# Incubators



## M stanek (Apr 4, 2020)

What is the best incubator to buy for the money? Or can I make one at home?


----------



## Yvonne G (Apr 4, 2020)

I was always satisfied with my Little Giant Bird Brooder, but then my tortoise partner gave me a Zoo Med Reptibator. Oh man! I LOVE that incubator. It's so much more roomy inside. It has a digital read out on the lid and it's easy to set up. Little Giant on the right.





Little Giant is a LOT cheaper, at around $50 to the Reptibator's $100, but so well worth the extra bucks.


----------



## Toddrickfl1 (Apr 4, 2020)

I used the Hovabator. It was 49.99 from Incubator Warehouse.


----------



## Beasty_Artemis (Apr 6, 2020)

Interesting.

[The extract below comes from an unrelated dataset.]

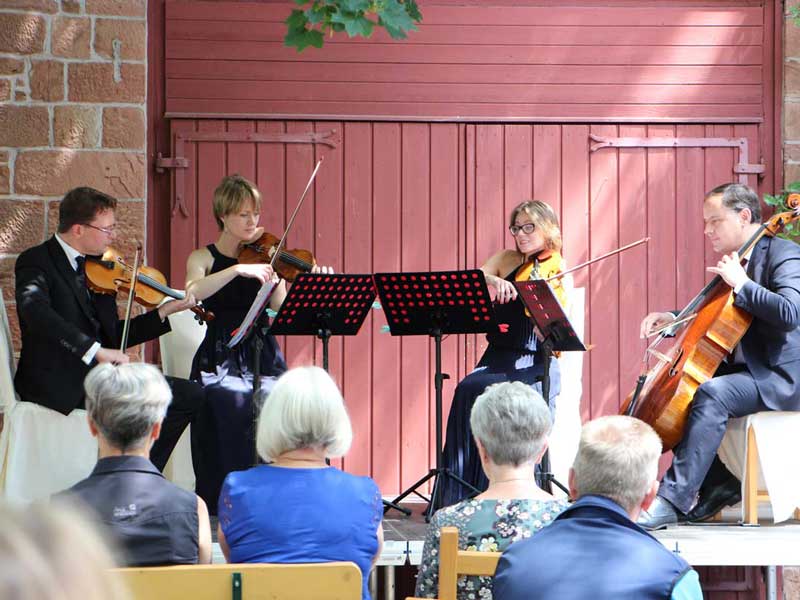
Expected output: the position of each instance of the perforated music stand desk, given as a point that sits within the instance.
(435, 304)
(323, 305)
(557, 335)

After all of these years, and the Little Giant is still satisfactory. I have to promise my bf I won't order anything else tortoise related after this. $44 is a good deal.


----------



## Beasty_Artemis (Apr 7, 2020)

Excuse me! But I was wondering if someone could post pics of the plastic containers that they recommend I get for red foot incubation? I read one review that suggested that i need to get some round, plastic Tupperware containers for i side the Little Giant....but that sounds kind of vague. I would much rather ask a member here what they have used successfully.


----------



## Yvonne G (Apr 7, 2020)

Beasty_Artemis said:


> Excuse me! But I was wondering if someone could post pics of the plastic containers that they recommend I get for red foot incubation? I read one review that suggested that i need to get some round, plastic Tupperware containers for i side the Little Giant....but that sounds kind of vague. I would much rather ask a member here what they have used successfully.

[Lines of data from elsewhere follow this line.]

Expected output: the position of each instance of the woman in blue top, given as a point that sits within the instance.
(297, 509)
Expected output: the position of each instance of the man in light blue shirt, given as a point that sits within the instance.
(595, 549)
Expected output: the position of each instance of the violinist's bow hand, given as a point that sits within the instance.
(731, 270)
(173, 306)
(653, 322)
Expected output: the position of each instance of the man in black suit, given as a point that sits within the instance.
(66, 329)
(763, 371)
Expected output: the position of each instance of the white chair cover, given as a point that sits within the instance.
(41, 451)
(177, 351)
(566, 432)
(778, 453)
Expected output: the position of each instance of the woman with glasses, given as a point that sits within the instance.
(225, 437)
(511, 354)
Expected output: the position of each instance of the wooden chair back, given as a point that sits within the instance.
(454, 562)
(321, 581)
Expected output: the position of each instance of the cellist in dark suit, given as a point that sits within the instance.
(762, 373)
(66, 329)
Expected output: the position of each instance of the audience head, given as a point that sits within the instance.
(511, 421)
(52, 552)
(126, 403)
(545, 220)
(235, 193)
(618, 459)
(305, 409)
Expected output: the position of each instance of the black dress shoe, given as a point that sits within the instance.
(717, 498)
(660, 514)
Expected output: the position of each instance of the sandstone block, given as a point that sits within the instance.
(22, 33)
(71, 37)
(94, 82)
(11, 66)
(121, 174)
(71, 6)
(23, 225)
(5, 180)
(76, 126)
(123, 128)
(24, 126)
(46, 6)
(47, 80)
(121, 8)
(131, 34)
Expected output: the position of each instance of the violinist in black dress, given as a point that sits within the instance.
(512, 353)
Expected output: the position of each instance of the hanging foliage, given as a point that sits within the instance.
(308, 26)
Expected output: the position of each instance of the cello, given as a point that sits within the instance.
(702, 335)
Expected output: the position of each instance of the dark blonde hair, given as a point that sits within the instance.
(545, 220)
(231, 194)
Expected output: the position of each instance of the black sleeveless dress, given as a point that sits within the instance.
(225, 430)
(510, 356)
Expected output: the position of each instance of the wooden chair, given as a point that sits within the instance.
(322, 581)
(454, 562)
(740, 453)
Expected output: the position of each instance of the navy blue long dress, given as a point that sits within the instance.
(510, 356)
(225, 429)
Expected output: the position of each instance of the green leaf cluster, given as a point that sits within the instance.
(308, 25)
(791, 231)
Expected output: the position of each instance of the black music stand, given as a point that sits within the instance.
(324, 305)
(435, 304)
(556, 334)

If you use the Zoo Med Reptibator you can fit plastic shoe boxes in it


----------



## Tom (Apr 7, 2020)

I found the Little Giant and the Hovabator both work and hold a steady temp. I prefer the Hovabator because its a little bit taller inside and fits my shoe boxes better.

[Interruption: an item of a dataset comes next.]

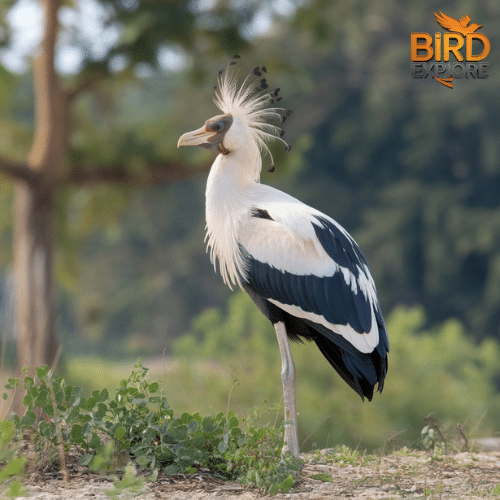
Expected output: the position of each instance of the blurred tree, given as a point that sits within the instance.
(58, 157)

I didn't like the ZooMed one because it dried everything out too quickly and because the fancy little digital display that you pay so much more for was totally inaccurate and off by a lot.


----------



## Beasty_Artemis (Apr 7, 2020)

What are the measurements for the plastic shoeboxes? I'm not familiar with what those things are... (???)


----------



## Tom (Apr 7, 2020)

Beasty_Artemis said:


> What are the measurements for the plastic shoeboxes? I'm not familiar with what those things are... (???)


They make them in a variety of sizes. I bought ones to fit my incubators.


----------